Once the data is cleaned and standardized, then the book will describe some simple statistical models. The analysis will stop there. You are urged to move to more advanced books that cover AI and machine learning.

There are 22 distinct projects, many of which build on previous results. It’s not required to do all of the projects in order. When skipping a project, however, it’s important to read the description and deliverables for the project being skipped. This can help to more fully understand the context for the later projects.

This chapter will cover our overall architectural approach to creating a complete sequence of data analysis programs. We’ll use the following multi-stage approach:

  • Data acquisition

  • Inspection of data

  • Cleaning data; this includes validating, converting, standardizing, and saving intermediate results

  • Summarizing, and modeling data

  • Creating more sophisticated statistical models

The stages fit together as shown in Figure 2.1.

Figure 2.1: Data Analysis Pipeline
Figure 2.1: Data Analysis Pipeline

A central idea behind this is separation of concerns. Each stage is a distinct operation, and each stage may evolve independently of the others. For example, there may be multiple sources of data, leading to several distinct data acquisition implementations, each of which creates a common internal representation to permit a single, uniform inspection tool.

Similarly, data cleansing problems seem to arise almost randomly in organizations, leading to a need to add distinct validation and standardization operations. The idea is to allocate responsibility for semantic special cases and exceptions in this stage of the pipeline.

One of the architectural ideas is to mix automated applications and a few manual JupyterLab notebooks into an integrated whole. The notebooks are essential for troubleshooting questions or problems. For elegant reports and presentations, notebooks are also very useful. While Python applications can produce tidy PDF files with polished reporting, it seems a bit easier to publish a notebook with analysis and findings.

We’ll start with the acquisition stage of processing.

2.1 General data acquisition

All data analysis processing starts with the essential step of acquiring the data from a source.

The above statement seems almost silly, but failures in this effort often lead to complicated rework later. It’s essential to recognize that data exists in these two essential forms:

  • Python objects, usable in analytic programs. While the obvious candidates are numbers and strings, this includes using packages like Pillow to operate on images as Python objects. A package like librosa can create objects representing audio data.
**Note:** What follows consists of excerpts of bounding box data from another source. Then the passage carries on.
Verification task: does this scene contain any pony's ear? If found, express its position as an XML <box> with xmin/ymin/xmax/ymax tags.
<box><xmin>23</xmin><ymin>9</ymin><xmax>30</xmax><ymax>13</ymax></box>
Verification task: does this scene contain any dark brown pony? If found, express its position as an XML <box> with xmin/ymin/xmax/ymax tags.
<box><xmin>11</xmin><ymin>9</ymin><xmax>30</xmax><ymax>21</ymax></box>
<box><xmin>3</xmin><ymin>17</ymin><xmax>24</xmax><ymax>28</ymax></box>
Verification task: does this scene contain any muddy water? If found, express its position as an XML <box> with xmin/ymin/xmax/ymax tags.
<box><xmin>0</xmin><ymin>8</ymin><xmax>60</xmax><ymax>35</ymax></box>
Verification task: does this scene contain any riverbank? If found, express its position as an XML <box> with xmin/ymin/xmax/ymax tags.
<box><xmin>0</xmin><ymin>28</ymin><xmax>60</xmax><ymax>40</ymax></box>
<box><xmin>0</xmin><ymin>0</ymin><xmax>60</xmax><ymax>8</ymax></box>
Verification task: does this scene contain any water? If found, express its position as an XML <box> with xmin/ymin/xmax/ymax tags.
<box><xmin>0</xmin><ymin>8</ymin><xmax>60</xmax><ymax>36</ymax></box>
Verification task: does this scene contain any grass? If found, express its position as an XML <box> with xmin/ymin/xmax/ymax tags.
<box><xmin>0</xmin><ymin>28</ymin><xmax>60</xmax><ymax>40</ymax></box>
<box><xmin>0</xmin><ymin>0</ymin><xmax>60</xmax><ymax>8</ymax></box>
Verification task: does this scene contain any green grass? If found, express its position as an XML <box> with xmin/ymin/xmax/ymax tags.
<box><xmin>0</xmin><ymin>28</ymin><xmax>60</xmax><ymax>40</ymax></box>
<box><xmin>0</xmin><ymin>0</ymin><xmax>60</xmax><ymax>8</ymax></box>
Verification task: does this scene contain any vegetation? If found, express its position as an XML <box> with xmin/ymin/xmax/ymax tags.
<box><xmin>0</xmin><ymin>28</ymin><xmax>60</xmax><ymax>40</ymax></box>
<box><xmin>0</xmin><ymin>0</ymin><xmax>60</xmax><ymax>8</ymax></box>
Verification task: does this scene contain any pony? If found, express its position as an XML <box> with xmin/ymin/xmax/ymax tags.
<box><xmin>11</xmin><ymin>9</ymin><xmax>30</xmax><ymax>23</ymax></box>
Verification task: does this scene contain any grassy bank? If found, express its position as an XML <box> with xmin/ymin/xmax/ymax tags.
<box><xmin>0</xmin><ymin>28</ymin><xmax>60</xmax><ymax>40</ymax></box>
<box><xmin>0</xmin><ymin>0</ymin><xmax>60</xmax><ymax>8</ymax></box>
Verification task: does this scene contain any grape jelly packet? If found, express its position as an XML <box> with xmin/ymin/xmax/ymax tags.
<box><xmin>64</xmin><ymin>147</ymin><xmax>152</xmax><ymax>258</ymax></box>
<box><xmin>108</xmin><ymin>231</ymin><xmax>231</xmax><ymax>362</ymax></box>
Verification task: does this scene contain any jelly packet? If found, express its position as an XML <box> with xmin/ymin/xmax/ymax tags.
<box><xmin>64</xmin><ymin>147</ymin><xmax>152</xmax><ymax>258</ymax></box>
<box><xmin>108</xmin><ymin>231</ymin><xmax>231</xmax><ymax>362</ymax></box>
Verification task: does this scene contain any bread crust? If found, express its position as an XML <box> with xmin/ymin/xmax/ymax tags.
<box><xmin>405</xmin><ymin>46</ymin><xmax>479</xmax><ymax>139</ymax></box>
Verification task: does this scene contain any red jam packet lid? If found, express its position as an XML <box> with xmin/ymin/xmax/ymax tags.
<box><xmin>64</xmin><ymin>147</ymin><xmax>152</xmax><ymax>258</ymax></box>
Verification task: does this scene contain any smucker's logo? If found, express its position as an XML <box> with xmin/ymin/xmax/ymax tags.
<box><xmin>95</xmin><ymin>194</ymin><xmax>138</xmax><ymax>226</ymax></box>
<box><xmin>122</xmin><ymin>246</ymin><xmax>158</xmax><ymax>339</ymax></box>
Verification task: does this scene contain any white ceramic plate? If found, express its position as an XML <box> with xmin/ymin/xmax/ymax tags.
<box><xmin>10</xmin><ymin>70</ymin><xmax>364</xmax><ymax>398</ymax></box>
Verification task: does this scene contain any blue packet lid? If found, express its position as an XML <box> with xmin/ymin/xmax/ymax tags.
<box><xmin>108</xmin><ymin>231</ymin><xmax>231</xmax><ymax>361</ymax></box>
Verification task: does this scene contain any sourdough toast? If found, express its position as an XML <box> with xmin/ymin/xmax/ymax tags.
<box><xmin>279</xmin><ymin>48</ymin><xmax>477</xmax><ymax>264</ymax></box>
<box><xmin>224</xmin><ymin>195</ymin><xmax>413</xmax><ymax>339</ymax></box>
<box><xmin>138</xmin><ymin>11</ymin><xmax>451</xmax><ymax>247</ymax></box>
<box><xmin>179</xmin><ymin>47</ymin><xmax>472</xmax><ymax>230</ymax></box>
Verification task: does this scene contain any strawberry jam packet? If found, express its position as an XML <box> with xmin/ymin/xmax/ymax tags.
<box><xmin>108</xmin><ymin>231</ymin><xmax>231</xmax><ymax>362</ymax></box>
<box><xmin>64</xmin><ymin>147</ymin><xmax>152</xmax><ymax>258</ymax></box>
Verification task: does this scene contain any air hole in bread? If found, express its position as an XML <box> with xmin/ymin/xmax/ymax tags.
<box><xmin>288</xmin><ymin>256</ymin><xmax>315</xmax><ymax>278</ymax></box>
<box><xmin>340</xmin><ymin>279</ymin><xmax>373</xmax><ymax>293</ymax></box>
  • A serialization of a Python object. There are many choices here:

    • Text. Some kind of string. There are numerous syntax variants, including CSV, JSON, TOML, YAML, HTML, XML, etc.

    • Pickled Python Objects. These are created by the pickle module.

    • Binary Formats. Tools like Protobuf can serialize native Python objects into a stream of bytes. Some YAML extensions, similarly, can serialize an object in a binary format that isn’t text. Images and audio samples are often stored in compressed binary formats.

The format for the source data is — almost universally — not fixed by any rules or conventions. Writing an application based on the assumption that source data is always a CSV-format file can lead to problems when a new format is required.

It’s best to treat all input formats as subject to change. The data — once acquired — can be saved in a common format used by the analysis pipeline, and independent of the source format (we’ll get to the persistence in Clean, validate, standardize, and persist).

We’ll start with Project 1.1: ”Acquire Data”. This will build the Data Acquisition Base Application. It will acquire CSV-format data and serve as the basis for adding formats in later projects.

There are a number of variants on how data is acquired. In the next few chapters, we’ll look at some alternative data extraction approaches.

2.2 Acquisition via Extract

Since data formats are in a constant state of flux, it’s helpful to understand how to add and modify data formats. These projects will all build on Project 1.1 by adding features to the base application. The following projects are designed around alternative sources for data:

  • Project 1.2: ”Acquire Web Data from an API”. This project will acquire data from web services using JSON format.

  • Project 1.3: ”Acquire Web Data from HTML”. This project will acquire data from a web page by scraping the HTML.

  • Two separate projects are part of gathering data from a SQL database:

    • Project 1.4: ”Build a Local Database”. This is a necessary sidebar project to build a local SQL database. This is necessary because SQL databases accessible by the public are a rarity. It’s more secure to build our own demonstration database.

    • Project 1.5: ”Acquire Data from a Local Database”. Once a database is available, we can acquire data from a SQL extract.

These projects will focus on data represented as text. For CSV files, the data is text; an application must convert it to a more useful Python type. HTML pages, also, are pure text. Sometimes, additional attributes are provided to suggest the text should be treated as a number. A SQL database is often populated with non-text data. To be consistent, the SQL data should be serialized as text. The acquisition applications all share a common approach of working with text.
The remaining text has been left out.